Tissue Regeneration Research Turns to Salamander Genome For Clues
Connie K. Ho for redOrbit.com – Your Universe Online
Researchers from the Salk Institute recently studied the regeneration of new limbs in salamanders and believe that the findings could be useful in studies on regenerative medicine for humans.
The scientists published two different studies on the Mexican axolotl, a species of aquatic salamander that has lizard-like characteristics. They found that the salamanders needed more than just the activation of genes in order to jumpstart the limb-regeneration process.
The team looked at several so-called “jumping genes” and determined that they had to be repressed, otherwise they would migrate around in the genomes of cells in the tissue that was to become the new limb, thus interfering with the regeneration process.
Jumping genes – also known as transposable elements (TEs) – are sequences of DNA that can be “cut and pasted” or “copy and pasted” to other parts of an organisms genome.
“What our work suggests is that jumping genes would be an issue in any situation where you wanted to turn on regeneration,” explained senior author Tony Hunter, a professor in the Molecular and Cell Biology Laboratory and director of the Salk Institute Cancer Center, in a prepared statement.
In the study, the researchers discovered that two proteins called piwi-like 1 (PL1) and piwi-like 2 (PL2) were able to help halt the movement of the jumping genes in the tadpole-like form of the salamander.
“As complex as it already seems, it might seem a hopeless task to try to regenerate a limb or body part in humans, especially since we don’t know if humans even have all the genes necessary for regeneration,” continued Hunter in the statement.
“For this reason, it is important to understand how regeneration works at a molecular level in a vertebrate that can regenerate as a first step.

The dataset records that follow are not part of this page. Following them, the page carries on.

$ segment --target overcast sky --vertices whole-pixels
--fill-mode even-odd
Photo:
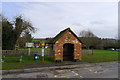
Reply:
[[[101,38],[118,33],[117,2],[4,2],[2,13],[9,20],[22,14],[37,28],[34,38],[54,37],[70,27],[77,35],[91,30]]]

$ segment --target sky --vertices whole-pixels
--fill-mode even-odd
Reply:
[[[54,37],[68,27],[77,36],[83,30],[100,38],[118,36],[117,2],[2,2],[2,14],[10,21],[22,14],[37,28],[34,38]]]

What we learn may eventually lead to new methods for treating human conditions, such as wound healing and regeneration of simple tissues.”

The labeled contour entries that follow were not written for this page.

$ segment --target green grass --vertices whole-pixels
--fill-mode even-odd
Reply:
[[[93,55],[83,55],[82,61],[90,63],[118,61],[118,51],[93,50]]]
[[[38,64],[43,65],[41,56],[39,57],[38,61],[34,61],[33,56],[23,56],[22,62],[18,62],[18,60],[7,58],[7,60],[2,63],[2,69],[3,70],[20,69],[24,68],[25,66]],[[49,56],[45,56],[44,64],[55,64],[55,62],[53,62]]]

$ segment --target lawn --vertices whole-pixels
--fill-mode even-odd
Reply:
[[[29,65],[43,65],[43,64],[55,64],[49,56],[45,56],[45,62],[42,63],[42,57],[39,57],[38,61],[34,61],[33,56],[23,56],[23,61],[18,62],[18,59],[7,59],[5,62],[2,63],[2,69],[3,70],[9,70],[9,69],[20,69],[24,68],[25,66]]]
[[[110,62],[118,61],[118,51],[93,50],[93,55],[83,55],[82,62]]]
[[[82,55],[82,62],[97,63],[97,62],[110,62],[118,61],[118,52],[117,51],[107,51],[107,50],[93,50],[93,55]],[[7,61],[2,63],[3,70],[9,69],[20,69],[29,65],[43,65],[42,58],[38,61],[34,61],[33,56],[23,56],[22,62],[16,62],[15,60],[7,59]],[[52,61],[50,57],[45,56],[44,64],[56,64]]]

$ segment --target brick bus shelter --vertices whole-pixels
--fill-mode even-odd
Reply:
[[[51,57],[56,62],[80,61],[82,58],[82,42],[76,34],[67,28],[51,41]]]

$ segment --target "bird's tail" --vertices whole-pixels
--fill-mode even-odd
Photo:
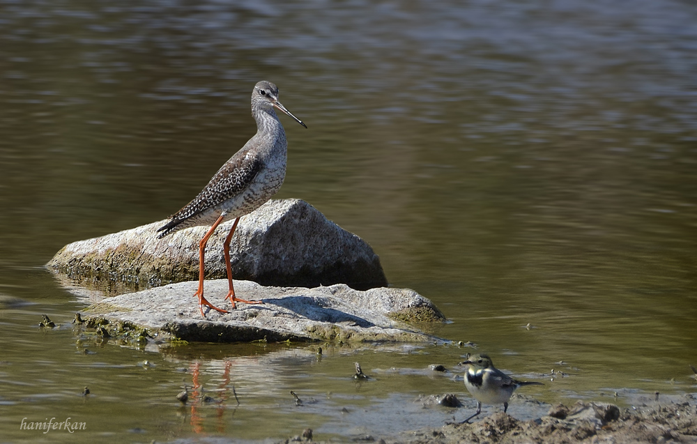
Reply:
[[[180,222],[181,222],[181,220],[178,220],[176,219],[172,219],[167,223],[164,224],[164,225],[158,228],[157,232],[160,233],[160,231],[162,231],[162,233],[160,233],[160,235],[158,236],[158,238],[162,239],[162,238],[169,234],[172,231],[176,231],[177,225],[178,225]]]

The scientists worked together to characterize the transcriptional fingerprint taken from the earlier periods of axolotl regeneration and focused specifically on their blastema, a structure that develops at the stump of the limb that is to be regenerated.

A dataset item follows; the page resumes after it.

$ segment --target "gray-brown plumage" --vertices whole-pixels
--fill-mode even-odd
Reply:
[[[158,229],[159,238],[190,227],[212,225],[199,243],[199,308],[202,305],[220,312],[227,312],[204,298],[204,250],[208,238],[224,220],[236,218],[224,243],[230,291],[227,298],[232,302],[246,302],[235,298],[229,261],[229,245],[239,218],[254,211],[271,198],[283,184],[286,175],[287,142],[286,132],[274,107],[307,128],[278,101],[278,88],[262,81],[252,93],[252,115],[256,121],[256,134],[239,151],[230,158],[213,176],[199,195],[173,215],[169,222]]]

By studying the formation of blastema, the team of investigators was able to identify transcriptional activation at some genes, a process that for most animals only takes place in germline cells like sperm or eggs. The findings showed that there was cellular reprogramming of differentiated cells occurring in the animal.
The study published in Development, Growth & Differentiation looked at the long interspersed nucleotide element-1 (LINE-1) retrotransposon. LINE-1 elements are related to early vertebrate evolution and are pieces of DNA that copy in two stages, once from DNA to RNA by transcription and again from RNA to DNA by reverse transcription.
The copies of the DNA are then inserted into the cell’s genome. The LINE-1 retrotransposons were found to be continuously jumping. A past study from the Salk Institute also found that the LINE-1 elements will move during neuronal development and could possibly program the identities of individual neurons.
“Most of these copies appear to be ‘junk’ DNA, because they are defective and can never jump again,” commented Hunter in the statement.
In the study, PL1 and PL2 were found to switch off the transcription of repeat elements like LINE-1.
“The idea is that in the development of germ cells, you definitely don’t want these things hopping around,” noted Hunter in the statement. “The mobilization of these jumping genes can introduce harmful genomic rearrangements or even abort the regeneration process.”
When the researchers inhibited PL1 and PL2 activity, they saw that the rate of regeneration was slower.
“The need to switch on one set of genes to stop other genes from jumping just illustrates how amazingly difficult it would be to regenerate something as complex as a limb in humans,” concluded Hunter in the statement. “But that doesn’t mean we won’t learn valuable lessons about how to treat degenerative diseases.”